House of Pounding Hearts (The Kingdom of Crows #2)(69)
“You have magic, no?”
“I’m a halfling. Which means that my magic is half as potent as a pure-blooded Faerie’s. What good will twigs and flowers do if I’m attacked by a ball of fire or drowned on dry land?”
“What good will knife do against fireball or water in lungs?” Aoife counters.
She has a point, but so does Catriona. I understand her need to wield something sharp.
“You can put that knife back, Catriona. No ill-willing Fae has penetrated Antoni’s domain.”
“Then what was all the shouting about?”
“Nothing.” The briskness with which I say this hikes up one of her eyebrows. “I just had a disagreement with Antoni over something.”
“I’m glad. Not about your disagreement, but that we’re all safe.” Her arm falls back alongside her body as though the knife suddenly weighs a ton.

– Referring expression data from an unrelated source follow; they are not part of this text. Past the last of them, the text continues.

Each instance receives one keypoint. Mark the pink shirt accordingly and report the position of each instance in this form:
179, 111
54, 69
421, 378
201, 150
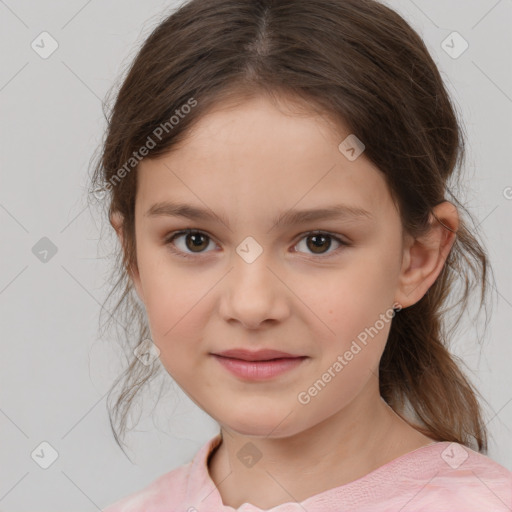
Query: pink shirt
440, 477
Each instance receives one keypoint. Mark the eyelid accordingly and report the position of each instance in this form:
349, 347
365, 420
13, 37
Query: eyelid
337, 237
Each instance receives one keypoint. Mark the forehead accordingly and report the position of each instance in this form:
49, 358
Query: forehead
254, 155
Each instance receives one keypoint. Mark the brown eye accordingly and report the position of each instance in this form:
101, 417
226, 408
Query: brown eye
320, 242
190, 242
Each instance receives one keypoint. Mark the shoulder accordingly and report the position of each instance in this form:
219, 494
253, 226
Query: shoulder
462, 477
172, 489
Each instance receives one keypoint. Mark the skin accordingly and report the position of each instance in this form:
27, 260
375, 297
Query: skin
248, 163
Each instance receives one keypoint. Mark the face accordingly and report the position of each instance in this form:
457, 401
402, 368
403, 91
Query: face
241, 280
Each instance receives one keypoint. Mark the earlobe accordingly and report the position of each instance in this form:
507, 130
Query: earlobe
424, 257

For a long second, none of us move or speak, but then Aoife slices through the thick silence. “You should put knife back before you injure someone.”
“How clumsy do you believe me to be?”
I decide to defuse the tension by bringing up the reason I came down to the basement in the first place. “Would you happen to know where the cellar is?”

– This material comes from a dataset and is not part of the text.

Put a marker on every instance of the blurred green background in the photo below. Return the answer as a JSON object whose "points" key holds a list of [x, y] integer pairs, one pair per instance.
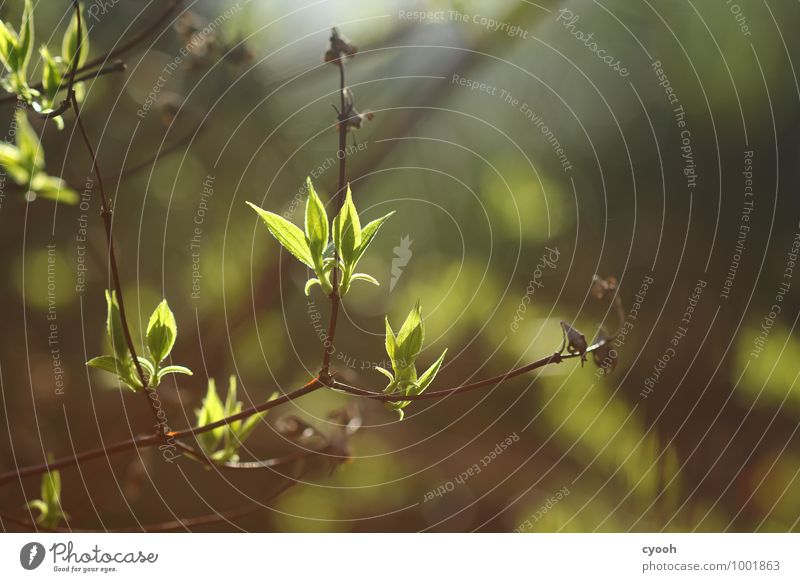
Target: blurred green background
{"points": [[482, 194]]}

“I do, but we’re not allowed in there.”
“Says who?”
“Giana and Antoni.”
“Are they afraid we’ll drink all their wine?”
Catriona snorts. “There aren’t only bottles of wine behind that armored door, micara.”
“What else is there?”
“Do you really think they trust me?”
I look toward the stairs, debating whether to seek out Antoni or Giana and ask them point-blank what lies behind the door. Which one would be more likely to tell me the truth without the use of salt? I want to earn their secrets, though, not muscle them off their tongues.
“I’ve wine in the kitchen, if that’s what you’re after?” Catriona turns her attention toward Aoife. “I was headed back there to put away this knife.”
“Lead the way.”
I follow, and so does Aoife, even though my Crow guardian looks like she’d rather eat worms. Actually, she probably enjoys worms very much.

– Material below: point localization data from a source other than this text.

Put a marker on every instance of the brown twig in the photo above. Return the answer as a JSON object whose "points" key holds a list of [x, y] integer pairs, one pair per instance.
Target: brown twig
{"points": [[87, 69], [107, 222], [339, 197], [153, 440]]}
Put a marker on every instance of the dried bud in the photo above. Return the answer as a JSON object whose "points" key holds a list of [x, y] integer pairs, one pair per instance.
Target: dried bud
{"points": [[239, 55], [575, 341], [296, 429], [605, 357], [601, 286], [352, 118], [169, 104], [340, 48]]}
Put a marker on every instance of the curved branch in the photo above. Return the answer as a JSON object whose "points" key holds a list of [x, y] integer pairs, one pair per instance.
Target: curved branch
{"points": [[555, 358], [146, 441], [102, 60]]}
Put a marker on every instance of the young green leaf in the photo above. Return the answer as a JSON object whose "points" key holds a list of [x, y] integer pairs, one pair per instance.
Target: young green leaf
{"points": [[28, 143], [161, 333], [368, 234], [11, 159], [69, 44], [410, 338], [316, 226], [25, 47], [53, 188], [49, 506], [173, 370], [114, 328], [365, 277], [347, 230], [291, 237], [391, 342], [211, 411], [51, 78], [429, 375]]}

My nose wrinkles until Aoife murmurs into my ear. “Careful, Fallon. She acting suspicious.”
I nod. “I’ll be careful.”
We finally penetrate a room covered with creamy white tiles and outfitted with massive, blackened hearths. Copper pots in all shapes and sizes fringe a high rack, glimmering orange in the dimmed lantern light. The space is tidy—vegetables tucked into wicker baskets, eggs piled high in a wire one, cheese wheels wrapped in cloth, and jar upon jar of oils and spices aligned in neat rows.
If only Defne and Marcello could see this kitchen . . . how they’d love it.
The pop of a cork carries my gaze back to Catriona.
“What drives you to drink?” She pours out two glasses. “The words you had with the sailor?”
Aoife seizes one of the glasses and tastes it before handing it to me.
“Something like that,” I mumble as I raise my glass.
“So what are we toasting to?”
“To men butting out of our lives.”
She sighs long and deep. “What a quixotic sentiment.”
“In Lore’s realm, and in Nebba, women have freedom. It’s only a matter of time before Dante catches up and applies this to Lucin women. Right?”
“After all he’s done, I’m surprised you still hold the youngest Regio in any esteem.”
“You’ve heard?” Which one of my friends broke their bargain to Dante?
“Yes. Beryl likes to talk.”
I choke on my gulp of wine. “Beryl?”
Catriona presses a golden lock behind her ear.
Still coughing, I lower my glass. “Beryl knows?”
A frown dents the milky expanse between her shapely brows. “Well, she was there.”
My chest prickles because Beryl was definitely not there when Dante bargained with Lore to kill his brother. Unless she was hiding behind some rock, but last I heard the woman was a courtesan and not a spy.
Catriona tilts her head. “Why does it feel as though we are talking about two different events?”
Because we are, Catriona . . . “What did Beryl tell you about Dante?”
The courtesan studies the bubbles popping at the surface of her wine. “Forget I said anything.”
But I cannot. “Please tell me.”
She sighs. “It isn’t so much something that was said, but something that was done.” I’m thoroughly confused, and it must show, because Catriona adds, “We, courtesans, cannot afford to turn down royals. We’ve too much coin to gain.”
“She slept with him?”
She watches the effect of my conclusion, her pretty mouth bending with pity. “Whatever a Regio wants, he gets.”
“And he wanted Beryl?”
“He also wanted you.”
My heart feels like a rock inside my chest. “He said nothing ever happened between them.”
She lifts the glass of wine to her mouth and takes a slow sip.
“What exactly happen?” Aoife’s confused stare sears the side of my face.